Marketing international modernism in the 1920s and 1930s was a complex business, not least because of different structures in the publishing world in the U.S., Britain and Europe. Daniel Göske and Christian Weiß will approach this intriguing problem of texts in transit (across borders, literary markets and languages) by looking at some of the often forgotten “middlemen” (and “-women”) of literature: publishers (and their wives), literary agents and, mainly, translators who sometimes acted on their own in making contacts with “their” authors. The focus of the talk will be on the early German reception of, among others, Hemingway, Virginia Woolf, D.H. Lawrence and Aldous Huxley, and it will draw on unpublished material held by Reading’s very special Special Collections.

Wednesday 19th March, 6pm, HumSS 127

All welcome!

You can learn more about the series co-organised by the Departments of English and Modern Languages on their blog.

“We met at a party” Professional Children’s Publishing and the lady editor’

This was the title of a recent seminar given as part of the English Departments’s latest Archives & Text series which I attended with volunteers Kaye Gough and Ann Livingstone. Kaye is involved in a multitude of volunteering activities with MERL and the Special Collections. In this post she gives us her thoughts on a fascinating and lively seminar discussing the role of women in children’s publishing.

This seminar was presented by Dr Lucy Pearson, Lecturer in Children’s Literature at the University of Newcastle, whose recent book ‘The Making of Modern Children’s Literature in Britain’ covers publishing and criticism in the 1960’s & 1970’s.  Lucy’s focus here was on the growing impact of the lady editor on published literature for children during the 1940’s to 1970’s and in particular that of Kaye Webb.

Kaye Webb image

In the early days many were viewed as ‘dessicated spinsters’; educated women working for pin money or in secretarial and administration roles helping to oil the wheels of the business, their actual contribution unrecognised.
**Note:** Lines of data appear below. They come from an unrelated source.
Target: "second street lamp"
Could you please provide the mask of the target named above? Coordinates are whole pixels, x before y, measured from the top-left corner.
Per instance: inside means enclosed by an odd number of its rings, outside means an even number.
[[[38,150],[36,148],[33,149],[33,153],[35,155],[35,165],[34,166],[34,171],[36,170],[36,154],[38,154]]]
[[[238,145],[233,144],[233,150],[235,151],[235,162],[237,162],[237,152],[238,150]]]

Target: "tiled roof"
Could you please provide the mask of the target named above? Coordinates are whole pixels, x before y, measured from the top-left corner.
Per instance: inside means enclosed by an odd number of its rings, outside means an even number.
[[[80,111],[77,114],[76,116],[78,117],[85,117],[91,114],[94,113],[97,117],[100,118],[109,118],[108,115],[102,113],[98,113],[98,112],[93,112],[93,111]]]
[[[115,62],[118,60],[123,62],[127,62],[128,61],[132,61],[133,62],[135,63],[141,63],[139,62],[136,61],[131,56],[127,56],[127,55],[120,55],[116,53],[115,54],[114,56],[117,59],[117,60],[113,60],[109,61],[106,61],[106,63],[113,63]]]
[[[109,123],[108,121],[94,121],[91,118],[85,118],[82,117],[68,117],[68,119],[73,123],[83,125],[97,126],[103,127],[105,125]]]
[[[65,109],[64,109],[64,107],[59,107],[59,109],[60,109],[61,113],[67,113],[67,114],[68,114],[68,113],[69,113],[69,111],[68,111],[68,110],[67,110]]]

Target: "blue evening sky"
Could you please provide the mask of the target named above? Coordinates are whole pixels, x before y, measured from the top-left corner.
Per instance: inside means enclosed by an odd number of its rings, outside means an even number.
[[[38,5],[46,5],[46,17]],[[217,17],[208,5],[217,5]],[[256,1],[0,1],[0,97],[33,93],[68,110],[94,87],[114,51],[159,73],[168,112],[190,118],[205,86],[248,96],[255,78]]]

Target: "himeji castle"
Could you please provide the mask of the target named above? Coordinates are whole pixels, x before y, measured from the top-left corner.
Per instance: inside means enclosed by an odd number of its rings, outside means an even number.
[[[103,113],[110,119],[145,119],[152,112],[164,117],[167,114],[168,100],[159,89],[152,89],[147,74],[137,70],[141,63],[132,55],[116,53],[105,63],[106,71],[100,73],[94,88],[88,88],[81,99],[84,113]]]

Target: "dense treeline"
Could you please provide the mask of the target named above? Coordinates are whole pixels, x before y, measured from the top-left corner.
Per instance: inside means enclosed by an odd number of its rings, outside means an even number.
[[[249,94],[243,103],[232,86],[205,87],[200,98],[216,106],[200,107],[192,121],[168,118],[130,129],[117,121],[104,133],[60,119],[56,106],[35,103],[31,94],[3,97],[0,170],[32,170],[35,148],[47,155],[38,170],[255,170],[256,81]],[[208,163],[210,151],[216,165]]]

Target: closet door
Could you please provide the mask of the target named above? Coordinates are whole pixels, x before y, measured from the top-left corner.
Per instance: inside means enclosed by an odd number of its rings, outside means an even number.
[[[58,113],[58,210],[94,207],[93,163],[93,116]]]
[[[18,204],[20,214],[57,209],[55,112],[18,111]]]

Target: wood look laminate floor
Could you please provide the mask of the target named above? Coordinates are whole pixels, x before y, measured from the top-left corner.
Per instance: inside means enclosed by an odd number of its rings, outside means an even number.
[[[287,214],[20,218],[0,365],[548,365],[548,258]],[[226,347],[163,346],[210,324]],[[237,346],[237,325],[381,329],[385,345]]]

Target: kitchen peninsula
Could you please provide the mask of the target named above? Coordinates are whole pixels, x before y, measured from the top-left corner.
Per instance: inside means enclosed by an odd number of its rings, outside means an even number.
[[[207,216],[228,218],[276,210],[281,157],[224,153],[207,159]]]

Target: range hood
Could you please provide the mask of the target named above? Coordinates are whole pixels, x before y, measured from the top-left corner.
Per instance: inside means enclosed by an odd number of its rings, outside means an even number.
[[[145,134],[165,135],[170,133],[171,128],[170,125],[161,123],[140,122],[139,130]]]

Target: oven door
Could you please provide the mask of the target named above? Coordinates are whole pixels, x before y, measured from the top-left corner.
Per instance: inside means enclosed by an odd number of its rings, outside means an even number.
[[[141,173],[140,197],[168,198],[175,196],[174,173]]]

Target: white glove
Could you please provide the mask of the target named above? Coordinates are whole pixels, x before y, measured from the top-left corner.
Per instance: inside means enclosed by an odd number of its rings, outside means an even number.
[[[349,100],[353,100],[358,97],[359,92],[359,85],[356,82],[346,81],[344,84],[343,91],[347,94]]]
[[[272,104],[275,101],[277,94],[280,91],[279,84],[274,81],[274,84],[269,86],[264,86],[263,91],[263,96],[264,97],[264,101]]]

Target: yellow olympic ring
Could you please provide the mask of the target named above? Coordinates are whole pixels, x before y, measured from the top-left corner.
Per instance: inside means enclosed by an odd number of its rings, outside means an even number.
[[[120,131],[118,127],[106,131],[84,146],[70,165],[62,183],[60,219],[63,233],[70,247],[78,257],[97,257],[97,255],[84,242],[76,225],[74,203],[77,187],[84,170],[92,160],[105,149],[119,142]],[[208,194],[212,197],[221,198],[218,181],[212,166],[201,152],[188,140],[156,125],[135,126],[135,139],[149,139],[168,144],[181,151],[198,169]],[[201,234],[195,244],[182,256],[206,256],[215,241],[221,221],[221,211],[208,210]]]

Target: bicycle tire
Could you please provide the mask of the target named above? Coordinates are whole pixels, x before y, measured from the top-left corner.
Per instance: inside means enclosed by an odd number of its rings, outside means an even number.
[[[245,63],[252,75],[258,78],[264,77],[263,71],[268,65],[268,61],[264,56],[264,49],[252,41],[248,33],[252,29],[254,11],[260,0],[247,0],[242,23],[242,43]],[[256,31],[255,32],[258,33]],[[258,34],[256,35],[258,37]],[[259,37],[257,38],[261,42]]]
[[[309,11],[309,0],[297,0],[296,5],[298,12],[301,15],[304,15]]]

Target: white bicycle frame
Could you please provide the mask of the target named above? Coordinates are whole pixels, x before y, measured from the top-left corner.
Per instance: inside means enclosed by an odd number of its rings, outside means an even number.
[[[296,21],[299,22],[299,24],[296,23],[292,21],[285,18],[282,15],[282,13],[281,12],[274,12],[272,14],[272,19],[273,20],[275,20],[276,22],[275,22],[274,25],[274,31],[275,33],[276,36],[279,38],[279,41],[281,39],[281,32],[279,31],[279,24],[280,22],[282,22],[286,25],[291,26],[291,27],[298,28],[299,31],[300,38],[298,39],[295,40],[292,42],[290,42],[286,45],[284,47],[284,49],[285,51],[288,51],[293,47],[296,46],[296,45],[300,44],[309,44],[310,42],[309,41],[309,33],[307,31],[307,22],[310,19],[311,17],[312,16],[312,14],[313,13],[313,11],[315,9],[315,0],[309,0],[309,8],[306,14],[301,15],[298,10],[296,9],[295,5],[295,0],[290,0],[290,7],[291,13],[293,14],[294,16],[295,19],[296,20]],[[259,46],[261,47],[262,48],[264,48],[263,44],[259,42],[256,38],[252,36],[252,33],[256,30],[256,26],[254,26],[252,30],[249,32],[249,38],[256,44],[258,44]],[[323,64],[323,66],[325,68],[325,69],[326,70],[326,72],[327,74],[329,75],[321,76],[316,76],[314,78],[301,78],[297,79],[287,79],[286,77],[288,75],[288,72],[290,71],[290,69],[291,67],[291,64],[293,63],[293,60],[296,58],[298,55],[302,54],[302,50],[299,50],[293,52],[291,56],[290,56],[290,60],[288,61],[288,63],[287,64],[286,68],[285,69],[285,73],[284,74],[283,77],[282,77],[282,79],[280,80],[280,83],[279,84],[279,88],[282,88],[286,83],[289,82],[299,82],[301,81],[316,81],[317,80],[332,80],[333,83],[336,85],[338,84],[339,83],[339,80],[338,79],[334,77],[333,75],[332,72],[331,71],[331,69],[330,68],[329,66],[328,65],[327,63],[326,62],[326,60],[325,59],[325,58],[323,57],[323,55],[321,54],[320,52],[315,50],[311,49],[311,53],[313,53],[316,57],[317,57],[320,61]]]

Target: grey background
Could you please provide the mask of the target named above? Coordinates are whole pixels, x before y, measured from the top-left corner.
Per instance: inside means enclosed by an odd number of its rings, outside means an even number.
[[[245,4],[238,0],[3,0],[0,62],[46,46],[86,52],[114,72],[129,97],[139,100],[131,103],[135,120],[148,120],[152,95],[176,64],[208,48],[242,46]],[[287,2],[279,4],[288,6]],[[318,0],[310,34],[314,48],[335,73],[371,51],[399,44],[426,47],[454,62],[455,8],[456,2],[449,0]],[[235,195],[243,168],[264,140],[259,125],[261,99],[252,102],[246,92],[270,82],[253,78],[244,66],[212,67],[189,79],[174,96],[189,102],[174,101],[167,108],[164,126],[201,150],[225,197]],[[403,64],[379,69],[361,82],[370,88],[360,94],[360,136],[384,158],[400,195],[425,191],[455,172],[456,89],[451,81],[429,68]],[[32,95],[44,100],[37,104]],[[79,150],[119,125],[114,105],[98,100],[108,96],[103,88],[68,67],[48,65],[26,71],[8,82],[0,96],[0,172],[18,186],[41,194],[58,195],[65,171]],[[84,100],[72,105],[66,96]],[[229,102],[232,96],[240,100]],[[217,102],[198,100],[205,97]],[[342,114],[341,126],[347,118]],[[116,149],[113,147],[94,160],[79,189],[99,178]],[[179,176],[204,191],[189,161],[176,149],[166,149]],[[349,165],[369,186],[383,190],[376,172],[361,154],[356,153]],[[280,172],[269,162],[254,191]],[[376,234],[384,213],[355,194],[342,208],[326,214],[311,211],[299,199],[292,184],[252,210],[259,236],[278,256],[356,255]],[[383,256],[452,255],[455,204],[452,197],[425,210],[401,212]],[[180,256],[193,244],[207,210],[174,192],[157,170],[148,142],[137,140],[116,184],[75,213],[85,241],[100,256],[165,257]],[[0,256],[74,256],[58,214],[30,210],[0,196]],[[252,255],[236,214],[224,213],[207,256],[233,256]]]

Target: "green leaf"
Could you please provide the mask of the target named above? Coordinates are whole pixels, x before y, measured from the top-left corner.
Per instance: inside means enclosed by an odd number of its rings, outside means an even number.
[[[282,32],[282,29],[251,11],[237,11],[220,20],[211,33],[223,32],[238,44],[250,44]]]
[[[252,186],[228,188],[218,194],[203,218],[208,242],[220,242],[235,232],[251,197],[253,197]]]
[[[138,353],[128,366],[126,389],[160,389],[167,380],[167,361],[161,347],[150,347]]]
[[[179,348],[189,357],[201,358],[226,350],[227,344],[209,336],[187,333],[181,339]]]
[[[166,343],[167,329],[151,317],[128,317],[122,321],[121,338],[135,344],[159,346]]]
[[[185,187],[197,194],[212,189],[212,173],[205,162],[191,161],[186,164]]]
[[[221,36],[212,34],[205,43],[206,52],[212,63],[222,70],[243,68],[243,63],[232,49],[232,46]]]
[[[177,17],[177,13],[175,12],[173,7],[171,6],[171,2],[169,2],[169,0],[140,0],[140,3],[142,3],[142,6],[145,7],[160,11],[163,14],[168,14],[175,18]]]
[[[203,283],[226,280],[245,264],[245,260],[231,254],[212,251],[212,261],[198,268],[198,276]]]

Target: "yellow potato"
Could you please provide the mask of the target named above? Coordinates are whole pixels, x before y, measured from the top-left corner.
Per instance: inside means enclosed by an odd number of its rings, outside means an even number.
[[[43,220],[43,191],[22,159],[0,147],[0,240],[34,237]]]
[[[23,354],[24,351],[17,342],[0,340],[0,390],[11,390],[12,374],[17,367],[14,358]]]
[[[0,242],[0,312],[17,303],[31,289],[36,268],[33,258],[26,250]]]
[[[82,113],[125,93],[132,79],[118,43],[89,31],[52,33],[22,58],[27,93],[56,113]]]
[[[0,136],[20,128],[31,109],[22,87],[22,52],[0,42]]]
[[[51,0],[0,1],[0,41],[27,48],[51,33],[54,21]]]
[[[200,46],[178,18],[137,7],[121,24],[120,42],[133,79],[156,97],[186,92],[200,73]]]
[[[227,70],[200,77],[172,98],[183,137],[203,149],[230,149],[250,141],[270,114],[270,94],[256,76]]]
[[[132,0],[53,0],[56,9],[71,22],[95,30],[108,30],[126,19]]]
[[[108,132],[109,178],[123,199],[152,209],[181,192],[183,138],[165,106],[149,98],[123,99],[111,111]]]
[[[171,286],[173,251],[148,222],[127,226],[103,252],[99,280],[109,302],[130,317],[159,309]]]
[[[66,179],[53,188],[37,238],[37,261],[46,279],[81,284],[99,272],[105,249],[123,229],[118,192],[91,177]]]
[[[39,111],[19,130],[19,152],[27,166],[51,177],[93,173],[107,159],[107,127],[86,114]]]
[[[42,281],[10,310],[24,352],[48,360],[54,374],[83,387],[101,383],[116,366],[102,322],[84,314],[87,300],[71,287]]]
Then some professional women editors and authors, with prior media experience arrived on the scene such as Grace Hogarth and Eleanor Graham who began to introduce better quality children’s literature and to make a positive difference.  Despite the knowledge they brought to their positions and the impact they had, it is perhaps only in retrospect that their contribution to children’s publishing has been identified.  However, it was Kaye Webb, who implied that it was through social networking, ‘we met at a party’, that she obtained her job at Puffin.  In fact she was a talented woman who cleverly utilised her femininity and personality to achieve her aims.  Disguised underneath that facade there lurked a shrewd businesswoman with marketing flair who successfully launched the Puffin Club, introduced new authors and welcomed a whole generation of children to reading.

During this seminar, I reflected on how women’s job opportunities have improved since that time. When in the late 1960’s I joined the hotel  and travel industry there were no female sales managers, chefs or hotel managers and a secretarial or administrative role was generally the only way into the business. We were only expected to be support staff to the management i.e. Men! Educated to be either teachers and nurses or simply secretaries or dare I say – housewives!

We have been left a positive legacy in children’s publishing from the lady editors Lucy covered in her seminar. Some may have started out in positions beneath their competence or were not seen as serious contenders for a key role in publishing, despite their obvious qualifications and capabilities. However, once through the door, these women were to have a major impact in generating a new and more significant department within publishing as well as enriching children’s literature.

Kaye Gough (Volunteer)

Photograph of Kaye Webb reproduced with the permission of Seven Stories National Centre for Children’s Books. You can find out more about the Kaye Webb collection at Seven Stories here. BBC Radio 4 is running a second series of ‘Publishing lives‘ this week, aired at 13:45 each day. Kaye Webb was the subject of Monday’s programme and today we see Norah Smallwood in the spotlight. Smallwood rose from publisher’s secretary to board member at The Hogarth Press and Chatto & Windus. The archives of these publishing firms are held here in the Special Collections on deposit from Random House. Norah Smallwood’s letters can be found in among the files of editorial and business correspondence.

 

New display at the University of Reading Library

Items from the Leo Cooper archive of military history publishing feature in a new display at the University of Reading Library. Leo Cooper, who died at the age of 79 in November 2013, gave his archive to the University and the collection of business, editorial and artwork files for his firm can now be consulted in the Reading Room at Special Collections.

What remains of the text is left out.